3. Econometric Treatment of Pixel Distribution
From an econometric perspective, pixel intensities can be conceptualized as high-dimensional stochastic processes. This opens the possibility of applying:
Panel data models (pixels across color channels)
Heteroskedasticity diagnostics in luminance variance
Quantile regression for extreme light regions
Distributional shift analysis (Wasserstein distance, KL divergence)
These tools would allow researchers to quantify not only mean color transfer but also variance, skewness, and tail behavior in tonal distributions.
4. Illumination Normalization and Light Transport Modeling
Given that luminance mismatch was the dominant failure mechanism, future work should incorporate explicit light correction prior to palette transfer. Potential solutions include:
Histogram matching in the luminance channel
Retinex-based illumination normalization
Intrinsic image decomposition (reflectance vs shading)

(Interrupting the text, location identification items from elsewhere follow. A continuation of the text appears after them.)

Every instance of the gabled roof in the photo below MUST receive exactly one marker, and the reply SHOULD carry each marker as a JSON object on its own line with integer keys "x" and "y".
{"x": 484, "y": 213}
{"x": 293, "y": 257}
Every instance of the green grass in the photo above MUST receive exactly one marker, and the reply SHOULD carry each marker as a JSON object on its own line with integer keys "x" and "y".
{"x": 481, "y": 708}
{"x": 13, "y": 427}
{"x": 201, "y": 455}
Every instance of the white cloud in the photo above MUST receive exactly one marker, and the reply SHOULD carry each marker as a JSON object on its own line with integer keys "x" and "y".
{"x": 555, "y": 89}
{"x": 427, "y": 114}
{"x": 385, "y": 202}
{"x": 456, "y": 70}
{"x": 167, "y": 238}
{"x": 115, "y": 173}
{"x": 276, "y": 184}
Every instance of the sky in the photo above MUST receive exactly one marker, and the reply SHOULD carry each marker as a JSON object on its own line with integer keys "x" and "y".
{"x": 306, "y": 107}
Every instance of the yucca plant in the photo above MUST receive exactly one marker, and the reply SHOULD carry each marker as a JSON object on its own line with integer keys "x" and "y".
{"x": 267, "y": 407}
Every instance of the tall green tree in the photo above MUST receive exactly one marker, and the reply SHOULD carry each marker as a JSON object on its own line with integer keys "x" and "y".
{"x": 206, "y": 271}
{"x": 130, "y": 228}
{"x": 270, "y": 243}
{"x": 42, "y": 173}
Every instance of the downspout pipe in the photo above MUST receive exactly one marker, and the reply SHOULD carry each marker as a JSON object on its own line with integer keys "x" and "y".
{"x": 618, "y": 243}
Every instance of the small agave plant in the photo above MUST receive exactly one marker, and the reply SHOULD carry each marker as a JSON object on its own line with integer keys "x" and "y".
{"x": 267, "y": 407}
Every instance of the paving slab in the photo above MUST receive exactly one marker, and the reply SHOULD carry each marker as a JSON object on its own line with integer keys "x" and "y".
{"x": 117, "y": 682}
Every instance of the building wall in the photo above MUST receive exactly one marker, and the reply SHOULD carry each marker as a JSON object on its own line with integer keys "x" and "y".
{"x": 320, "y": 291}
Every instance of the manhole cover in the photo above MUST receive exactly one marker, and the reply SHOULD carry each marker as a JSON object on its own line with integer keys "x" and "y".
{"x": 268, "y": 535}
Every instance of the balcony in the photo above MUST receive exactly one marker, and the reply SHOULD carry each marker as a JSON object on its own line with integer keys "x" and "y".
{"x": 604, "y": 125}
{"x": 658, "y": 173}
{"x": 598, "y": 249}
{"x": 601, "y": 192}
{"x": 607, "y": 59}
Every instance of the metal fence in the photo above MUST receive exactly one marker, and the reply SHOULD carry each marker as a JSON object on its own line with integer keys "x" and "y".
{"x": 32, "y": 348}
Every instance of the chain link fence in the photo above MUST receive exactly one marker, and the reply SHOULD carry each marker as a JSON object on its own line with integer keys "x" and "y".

Physically based light transport estimation
Such preprocessing would decouple pigment color from illumination, enabling more faithful palette mapping.
5. Semantic and Object-Level Segmentation
Uniform pixel treatment ignores semantic structure — faces, garments, skies, and interiors carry different perceptual weights. Integrating computer vision segmentation could enable:
Region-specific palette transfer
Skin-tone preservation constraints
Background vs foreground color econometrics
This would prevent perceptually implausible recolorization.
6. Perceptual Evaluation Metrics
Future statistical validation should move beyond visual inspection and incorporate perceptual metrics such as:
SSIM (Structural Similarity Index)
LPIPS (Learned Perceptual Image Patch Similarity)
ΔE color difference in CIEDE2000
These measures would quantify whether transferred palettes achieve perceptual — not merely numerical — fidelity.